Regresso ao Parlamento com pastéis de nata transcendentes e Pedro Nuno Santos imortal
Os debates parlamentares regressaram na manhã desta sexta-feira. Rui Rocha chegou de Uber, Isabel Moreira visitou a exposição sobre Natália Correia e Tiago Barbosa Ribeiro apresentou muitas queixas.
Quando era suposto começar tudo, não começou nada. Já passava da hora de início quando, nos corredores, um deputado perguntou a outro se “isto era às 10h ou às 10h30”. O tal outro não sabia. Era às 10h, senhor deputado, mas não faz mal.
No piso de baixo, as empregadas de limpeza cantarolavam — certamente em regozijo pelo país finalmente voltar ao debate democrático. No regresso ao Parlamento, as suas caras estavam lá quase todas: Santos Silva, Sérgio Sousa Pinto, Eurico Brilhante Dias, Joana Mortágua, André Ventura, Cotrim de Figueiredo, André Coelho Lima, Isabel Moreira. Também Pedro Nuno Santos, que ao hemiciclo só chegou depois do meio-dia (talvez exagerando no cânone de que atraso é charme).
Rui Rocha, líder da IL, apareceu pelas 9h40 — de Uber. O seu passo, tenso, era premonitório do que aconteceria a seguir em plenário: um golpe-surpresa a Santos Silva (com direito a referências à sua proximidade a José Sócrates) a propósito das declarações de Lula sobre Putin, recordando a visita do Presidente do Brasil ao Parlamento no último 25 de Abril e opondo-se a um seu eventual regresso. A bancada do Chega aplaudia-o em êxtase.

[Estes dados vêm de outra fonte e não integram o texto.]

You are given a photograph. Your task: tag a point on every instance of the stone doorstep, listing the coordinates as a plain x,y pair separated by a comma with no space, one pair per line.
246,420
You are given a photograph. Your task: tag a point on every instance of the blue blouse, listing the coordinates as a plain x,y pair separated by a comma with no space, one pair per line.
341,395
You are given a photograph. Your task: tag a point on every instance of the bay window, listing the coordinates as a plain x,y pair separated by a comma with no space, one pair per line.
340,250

Lá dentro debate-se saúde; cá fora, política. Nos corredores formam-se pequenos grupos de deputados que discutem política da pequena — a discrição, que se exige, é frequentemente violada por sotaques nortenhos. Também ao bar acorrem os deputados. O menu predilecto é café (a 35 cêntimos) com pastel de nata. Sobre este último, a deputada Isabel Meireles, do PSD, entrou em transcendências: qui-lo “mal cozido” e descascou-o antes de o levar à boca.
Saímos do bar e encontramos Isabel Moreira, deputada do PS, a fotografar a exposição que celebra o centenário da poetisa Natália Correia, histórica parlamentar do PSD e do PRD, que na manhã desta sexta-feira foi homenageada no Parlamento. Das três vezes que fomos a esta sala durante a manhã, esta foi a única em que vimos um deputado a prestar-lhe atenção.

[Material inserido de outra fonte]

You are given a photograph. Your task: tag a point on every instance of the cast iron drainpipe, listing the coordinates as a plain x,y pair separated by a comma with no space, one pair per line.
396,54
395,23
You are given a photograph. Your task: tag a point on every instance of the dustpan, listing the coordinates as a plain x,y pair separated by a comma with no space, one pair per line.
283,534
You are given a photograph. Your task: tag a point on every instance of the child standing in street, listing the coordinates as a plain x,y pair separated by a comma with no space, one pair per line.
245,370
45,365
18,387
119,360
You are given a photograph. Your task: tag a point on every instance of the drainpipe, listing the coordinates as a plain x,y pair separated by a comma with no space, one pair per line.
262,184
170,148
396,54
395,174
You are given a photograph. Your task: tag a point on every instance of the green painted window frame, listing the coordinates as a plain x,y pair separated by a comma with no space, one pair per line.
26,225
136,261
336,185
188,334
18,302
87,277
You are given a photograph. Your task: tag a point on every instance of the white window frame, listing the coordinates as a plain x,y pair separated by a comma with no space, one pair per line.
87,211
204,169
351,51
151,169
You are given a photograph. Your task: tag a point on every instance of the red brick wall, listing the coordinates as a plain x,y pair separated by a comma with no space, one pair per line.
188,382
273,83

Os corredores continuavam a ser o palco. Era lá que tudo acontecia: desde propaganda — como o Folha Nacional, publicação do Chega, que misteriosamente apareceu pousada numa mesa dos serviços — a simpatias, como quando uma deputada do PSD elogiou Inês Sousa Real, do PAN, dizendo-a “elegantérrima”. Aos jornalistas também eram cedidas gentilezas, havendo quem dispusesse os seus contactos através de QR Codes devidamente impressos em cartões-de-visita.

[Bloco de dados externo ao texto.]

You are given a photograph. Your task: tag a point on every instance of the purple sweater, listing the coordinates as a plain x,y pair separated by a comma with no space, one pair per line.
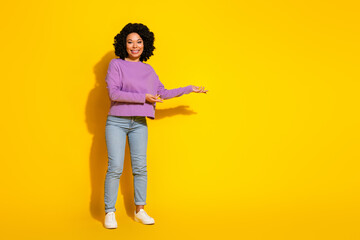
128,82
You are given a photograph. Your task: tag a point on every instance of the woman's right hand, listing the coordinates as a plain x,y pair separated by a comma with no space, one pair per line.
153,98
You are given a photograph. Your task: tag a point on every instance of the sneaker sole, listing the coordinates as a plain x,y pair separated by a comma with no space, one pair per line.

Os corredores cheiram a casa
E quando o fim parece aproximar-se, entende-se que há coisas que simplesmente não têm fim. Terminada a ordem de trabalhos do plenário, os deputados saem ordeiramente do hemiciclo. Nuno Saraiva, assessor do grupo parlamentar do PS, saúda-os — inclinando ligeiramente o tronco e desejando-lhes bom-dia.
Quem mais tarde entrou, para mais tarde ficou: já há uns bons quinze minutos haviam terminado os trabalhos quando Pedro Nuno Santos e Tiago Barbosa Ribeiro, um dos seus delfins, irrompem pelo corredor.
Discutem política. Barbosa Ribeiro, que foi candidato do PS à Câmara do Porto nas últimas autárquicas, queixa-se a Pedro Nuno de coisas. Muitas coisas, mas coisas pequenas: concelhias para aqui, distritais para acolá, muitos “gajos” e, sobretudo, muitos palavrões (em dois minutos contamos quatro saídos da boca do portuense).
Barbosa Ribeiro, irritado, esganiça a voz. Pedro Nuno, alto, grave, solene, vai acenando com a cabeça. Faz perguntas curtas — e Barbosa Ribeiro dispara respostas compridas.
A política continua a ser feita e Pedro Nuno Santos continua a fazer política. Fê-la nos ministérios, fá-la no partido e agora fá-la-á no Parlamento, onde os corredores cheiram sempre a casa. Não se pode falar num regresso do Parlamento sem se falar no seu. O eterno futuro líder do PS sempre se reinventa — e sempre regressa: afinal, é mais fácil imaginar o fim do mundo do que o fim de Pedro Nuno Santos.